Chikwawa hunger situation: Slightly worse, but winter harvest a consolation – ADD


hunger2The harvest from winter cropping has offered hope for survival to multitudes in Chikwawa and other Lower Shire districts, according to the Shire Valley Agricultural Development Division (ADD).

But chiefs have still sent an SOS to government and well-wishers to do more to salvage the situation.

“Up to date, there is no sign of rains here in Chikwawa, our local projection is we may get another poor harvest, we are in danger zone as far as hunger – current and eminent – is concerned,” said in an interview a worried Senior Chief Ngabu, at his base.

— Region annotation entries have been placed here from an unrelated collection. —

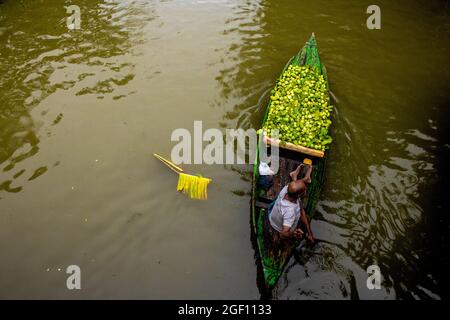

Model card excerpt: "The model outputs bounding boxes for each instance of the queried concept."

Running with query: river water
[0,0,450,299]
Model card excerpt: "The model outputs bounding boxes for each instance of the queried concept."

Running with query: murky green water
[0,0,450,299]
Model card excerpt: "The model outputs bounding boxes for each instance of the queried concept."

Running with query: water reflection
[0,0,154,192]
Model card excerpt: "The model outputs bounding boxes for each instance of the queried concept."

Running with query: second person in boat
[269,164,314,244]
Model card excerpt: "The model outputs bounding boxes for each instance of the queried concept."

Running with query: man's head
[288,180,306,198]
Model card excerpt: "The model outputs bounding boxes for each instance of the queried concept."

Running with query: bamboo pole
[263,135,325,158]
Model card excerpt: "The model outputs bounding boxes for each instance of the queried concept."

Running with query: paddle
[153,153,212,200]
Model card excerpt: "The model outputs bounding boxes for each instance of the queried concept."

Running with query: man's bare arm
[280,226,303,239]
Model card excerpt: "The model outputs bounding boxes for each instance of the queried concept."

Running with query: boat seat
[255,201,270,209]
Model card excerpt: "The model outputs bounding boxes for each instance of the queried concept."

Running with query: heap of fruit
[263,65,333,151]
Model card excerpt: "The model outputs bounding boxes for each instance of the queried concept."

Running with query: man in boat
[269,164,314,243]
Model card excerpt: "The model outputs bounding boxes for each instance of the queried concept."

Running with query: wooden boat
[251,33,328,290]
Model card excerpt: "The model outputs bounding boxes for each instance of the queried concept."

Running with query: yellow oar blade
[153,153,183,173]
[177,173,212,200]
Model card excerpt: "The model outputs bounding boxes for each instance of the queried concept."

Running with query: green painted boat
[251,33,328,290]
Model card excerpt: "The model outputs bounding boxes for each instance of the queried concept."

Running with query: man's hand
[294,229,303,239]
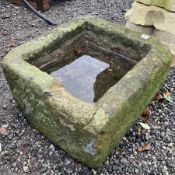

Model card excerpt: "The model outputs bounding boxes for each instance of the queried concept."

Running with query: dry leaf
[0,128,7,135]
[74,47,83,55]
[137,143,151,152]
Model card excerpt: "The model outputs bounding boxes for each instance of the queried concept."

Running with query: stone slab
[126,21,175,67]
[126,2,175,35]
[2,17,172,168]
[135,0,175,12]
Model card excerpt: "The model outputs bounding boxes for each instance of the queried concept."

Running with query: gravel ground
[0,0,175,175]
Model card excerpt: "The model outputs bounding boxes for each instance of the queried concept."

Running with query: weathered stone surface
[126,21,175,67]
[126,21,154,35]
[135,0,175,12]
[153,29,175,67]
[126,2,175,35]
[2,17,172,168]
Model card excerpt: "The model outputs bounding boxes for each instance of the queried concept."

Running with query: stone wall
[11,0,49,11]
[125,0,175,67]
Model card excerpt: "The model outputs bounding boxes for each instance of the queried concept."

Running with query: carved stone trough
[2,17,172,168]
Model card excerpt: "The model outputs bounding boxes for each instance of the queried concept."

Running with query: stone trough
[2,17,172,168]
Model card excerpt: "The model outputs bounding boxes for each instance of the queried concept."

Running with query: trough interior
[29,30,147,103]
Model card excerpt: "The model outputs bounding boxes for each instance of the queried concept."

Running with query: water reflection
[51,55,118,103]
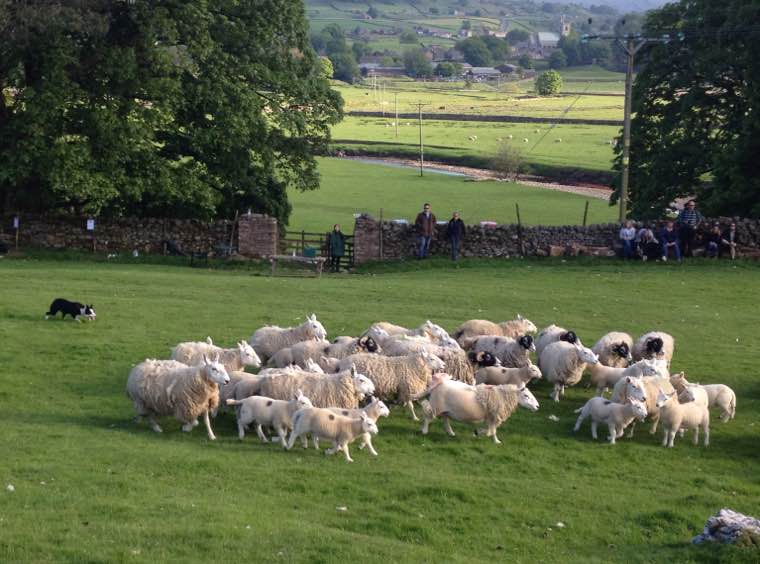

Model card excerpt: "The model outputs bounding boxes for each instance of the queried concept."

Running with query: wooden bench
[269,255,327,278]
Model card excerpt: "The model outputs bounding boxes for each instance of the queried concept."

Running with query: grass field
[288,159,616,232]
[0,259,760,563]
[332,117,620,171]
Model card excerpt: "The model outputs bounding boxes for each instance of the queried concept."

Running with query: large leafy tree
[616,0,760,217]
[0,0,341,225]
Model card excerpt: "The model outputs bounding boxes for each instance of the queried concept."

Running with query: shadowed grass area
[0,258,760,562]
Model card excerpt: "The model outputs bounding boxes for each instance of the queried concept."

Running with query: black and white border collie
[45,298,95,321]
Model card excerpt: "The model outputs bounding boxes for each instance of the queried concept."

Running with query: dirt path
[342,156,612,201]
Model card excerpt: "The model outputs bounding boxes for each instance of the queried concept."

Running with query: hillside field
[0,258,760,563]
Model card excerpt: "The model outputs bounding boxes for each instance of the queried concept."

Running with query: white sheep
[610,376,674,437]
[415,374,538,444]
[250,314,327,362]
[573,397,647,445]
[589,359,657,396]
[171,337,261,372]
[287,407,377,462]
[127,358,230,441]
[591,331,633,368]
[670,372,736,423]
[656,388,710,447]
[475,362,541,386]
[338,351,445,421]
[227,390,313,448]
[539,341,599,401]
[633,331,675,368]
[454,313,536,347]
[465,335,536,368]
[256,368,377,408]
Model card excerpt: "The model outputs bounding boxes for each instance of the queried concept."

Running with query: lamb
[287,407,377,462]
[465,335,536,368]
[227,390,313,448]
[573,397,647,445]
[589,360,657,396]
[633,331,675,368]
[338,351,445,421]
[454,313,536,347]
[415,377,538,444]
[250,313,327,362]
[539,341,599,401]
[171,337,261,372]
[591,331,633,368]
[255,366,377,409]
[610,376,674,437]
[127,357,230,441]
[670,372,736,423]
[536,324,582,368]
[475,363,541,386]
[656,388,710,448]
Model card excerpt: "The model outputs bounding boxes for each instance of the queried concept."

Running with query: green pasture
[332,116,619,171]
[288,159,616,232]
[0,258,760,564]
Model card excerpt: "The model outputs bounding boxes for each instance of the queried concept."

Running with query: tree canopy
[616,0,760,217]
[0,0,342,225]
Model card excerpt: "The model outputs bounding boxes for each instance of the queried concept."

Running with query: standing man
[414,203,435,260]
[446,212,464,261]
[678,200,704,257]
[327,223,346,272]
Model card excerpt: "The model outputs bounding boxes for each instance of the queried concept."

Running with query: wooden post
[583,200,588,227]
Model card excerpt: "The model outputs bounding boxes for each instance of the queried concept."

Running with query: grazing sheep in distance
[127,357,230,441]
[573,397,647,445]
[250,313,327,362]
[171,337,261,372]
[656,388,710,448]
[454,313,536,347]
[414,374,538,444]
[227,390,313,448]
[475,363,541,386]
[591,331,633,368]
[287,407,377,462]
[338,351,445,421]
[633,331,675,368]
[539,341,599,401]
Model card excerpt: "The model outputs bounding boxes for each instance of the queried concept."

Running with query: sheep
[171,337,261,372]
[610,376,674,437]
[287,407,377,462]
[255,366,377,409]
[670,372,736,423]
[591,331,633,368]
[322,398,391,456]
[589,360,657,396]
[127,356,230,441]
[633,331,675,368]
[454,313,536,347]
[475,363,541,386]
[656,388,710,448]
[466,335,536,368]
[415,375,538,444]
[539,341,599,401]
[338,351,445,421]
[250,313,327,362]
[536,324,583,368]
[227,390,314,448]
[573,397,647,445]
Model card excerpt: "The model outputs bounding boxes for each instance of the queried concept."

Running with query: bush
[536,70,562,96]
[491,141,528,179]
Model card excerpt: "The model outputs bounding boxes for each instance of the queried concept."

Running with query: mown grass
[0,258,760,562]
[288,158,615,232]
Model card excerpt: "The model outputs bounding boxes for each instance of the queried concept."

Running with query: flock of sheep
[127,315,736,462]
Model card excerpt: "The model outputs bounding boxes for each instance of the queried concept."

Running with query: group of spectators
[620,200,737,262]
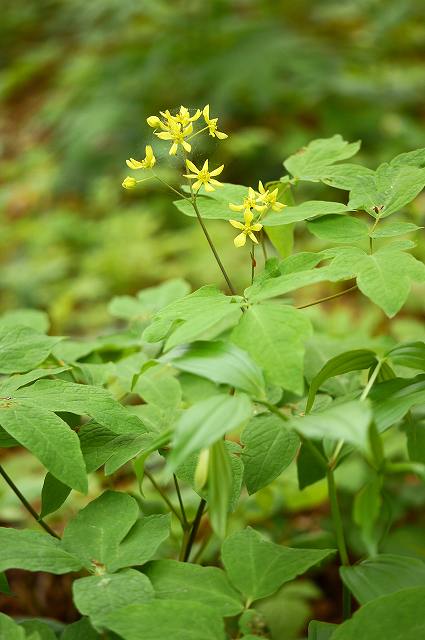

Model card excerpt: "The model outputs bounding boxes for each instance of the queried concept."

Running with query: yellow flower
[184,160,224,191]
[155,120,193,156]
[229,187,267,213]
[258,180,286,211]
[202,104,228,140]
[122,176,137,189]
[229,209,263,247]
[126,144,156,170]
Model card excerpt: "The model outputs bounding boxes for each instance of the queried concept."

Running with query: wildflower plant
[0,106,425,640]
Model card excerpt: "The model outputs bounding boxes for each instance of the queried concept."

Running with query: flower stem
[183,498,207,562]
[145,469,184,529]
[326,468,351,620]
[191,192,236,295]
[0,465,60,540]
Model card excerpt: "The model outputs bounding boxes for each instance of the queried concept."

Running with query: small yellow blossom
[126,144,156,170]
[202,104,228,140]
[122,176,137,189]
[229,209,263,247]
[229,187,267,213]
[184,160,224,191]
[155,120,193,156]
[258,180,286,211]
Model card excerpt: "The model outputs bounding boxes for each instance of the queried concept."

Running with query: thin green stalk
[183,498,207,562]
[145,469,184,529]
[296,284,357,309]
[0,465,60,540]
[326,468,351,620]
[191,195,236,295]
[173,473,189,528]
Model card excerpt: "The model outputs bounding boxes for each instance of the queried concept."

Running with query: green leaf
[232,304,312,393]
[369,374,425,431]
[369,222,423,238]
[308,620,337,640]
[0,527,82,574]
[104,599,225,640]
[108,278,190,322]
[245,266,340,302]
[348,164,425,218]
[62,491,139,571]
[208,440,233,539]
[145,560,243,618]
[221,527,334,602]
[317,162,373,191]
[297,442,326,491]
[241,415,299,495]
[385,340,425,371]
[339,554,425,604]
[60,618,100,640]
[0,325,62,373]
[109,514,171,571]
[331,587,425,640]
[261,200,353,227]
[357,245,425,318]
[307,215,369,243]
[40,473,71,518]
[305,349,377,413]
[142,286,241,350]
[0,613,26,640]
[12,380,146,433]
[284,135,360,181]
[161,341,265,398]
[72,569,155,626]
[288,400,372,452]
[168,394,252,471]
[0,402,87,493]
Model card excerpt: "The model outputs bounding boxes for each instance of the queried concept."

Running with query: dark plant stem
[183,498,207,562]
[191,195,236,295]
[145,469,184,528]
[0,465,60,540]
[296,284,357,309]
[326,468,351,620]
[173,473,189,528]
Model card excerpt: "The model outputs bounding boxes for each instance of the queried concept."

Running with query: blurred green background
[0,0,425,334]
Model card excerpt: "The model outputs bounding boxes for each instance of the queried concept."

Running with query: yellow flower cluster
[122,104,227,192]
[229,180,286,247]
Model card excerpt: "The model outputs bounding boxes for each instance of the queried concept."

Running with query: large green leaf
[161,341,265,399]
[0,398,87,493]
[143,286,241,350]
[289,400,372,452]
[348,164,425,218]
[103,599,225,640]
[369,374,425,431]
[331,587,425,640]
[0,527,82,574]
[241,415,299,494]
[306,349,377,413]
[0,325,62,373]
[72,569,155,625]
[261,200,353,227]
[339,554,425,604]
[284,134,360,181]
[144,560,243,617]
[307,215,368,244]
[232,302,312,393]
[357,245,425,318]
[62,491,139,569]
[221,527,334,602]
[168,394,252,470]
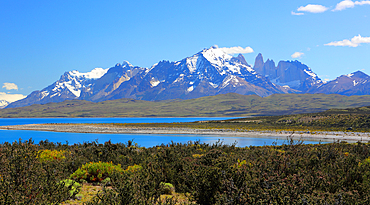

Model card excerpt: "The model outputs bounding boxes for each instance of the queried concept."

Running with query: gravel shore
[0,124,370,142]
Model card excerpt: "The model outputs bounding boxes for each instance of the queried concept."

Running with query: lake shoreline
[0,124,370,142]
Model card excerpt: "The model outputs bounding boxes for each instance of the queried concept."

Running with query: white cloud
[292,52,304,58]
[218,46,254,54]
[2,83,18,90]
[291,11,304,16]
[325,35,370,47]
[355,1,370,6]
[332,0,370,11]
[0,92,27,102]
[297,4,328,13]
[332,0,355,11]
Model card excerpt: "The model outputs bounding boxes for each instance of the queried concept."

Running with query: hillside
[0,93,370,118]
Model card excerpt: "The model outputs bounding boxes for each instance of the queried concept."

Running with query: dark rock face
[7,47,370,108]
[308,71,370,96]
[254,54,323,92]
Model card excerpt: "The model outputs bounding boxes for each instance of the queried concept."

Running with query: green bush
[160,182,175,195]
[59,179,81,197]
[0,140,72,204]
[38,149,67,162]
[70,162,123,182]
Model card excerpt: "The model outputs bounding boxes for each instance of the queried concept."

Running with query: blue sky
[0,0,370,100]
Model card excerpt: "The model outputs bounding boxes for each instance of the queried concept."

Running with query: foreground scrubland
[0,140,370,204]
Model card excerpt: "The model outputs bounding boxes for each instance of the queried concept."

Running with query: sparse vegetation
[0,140,370,204]
[0,93,370,118]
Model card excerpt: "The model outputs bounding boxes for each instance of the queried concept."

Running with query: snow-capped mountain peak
[69,68,109,79]
[0,100,9,109]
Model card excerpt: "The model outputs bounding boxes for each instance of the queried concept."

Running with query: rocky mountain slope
[253,54,323,93]
[308,71,370,96]
[0,100,9,109]
[7,46,369,108]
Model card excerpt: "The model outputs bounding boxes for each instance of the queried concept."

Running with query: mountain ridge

“For instance, some of our livestock have started dying due to lack of food; the places we graze our animals are dry. In the past, during times of hunger like these, we survived because of livestock, so when they die, life is tough for people here,” he said.

Chief Ngabu, however, hailed government and other stakeholders for their timely intervention by providing food aid and relief items.

“We thank government for the maize that is being distributed and for sticking to its guns that there should be controlled purchase of maize by individuals at Admarc markets. The mere fact that an individual cannot buy a full bag has greatly assisted that vendors should not take advantage of the situation to purchase in bulk and resell at exorbitant prices to poor masses,” he said.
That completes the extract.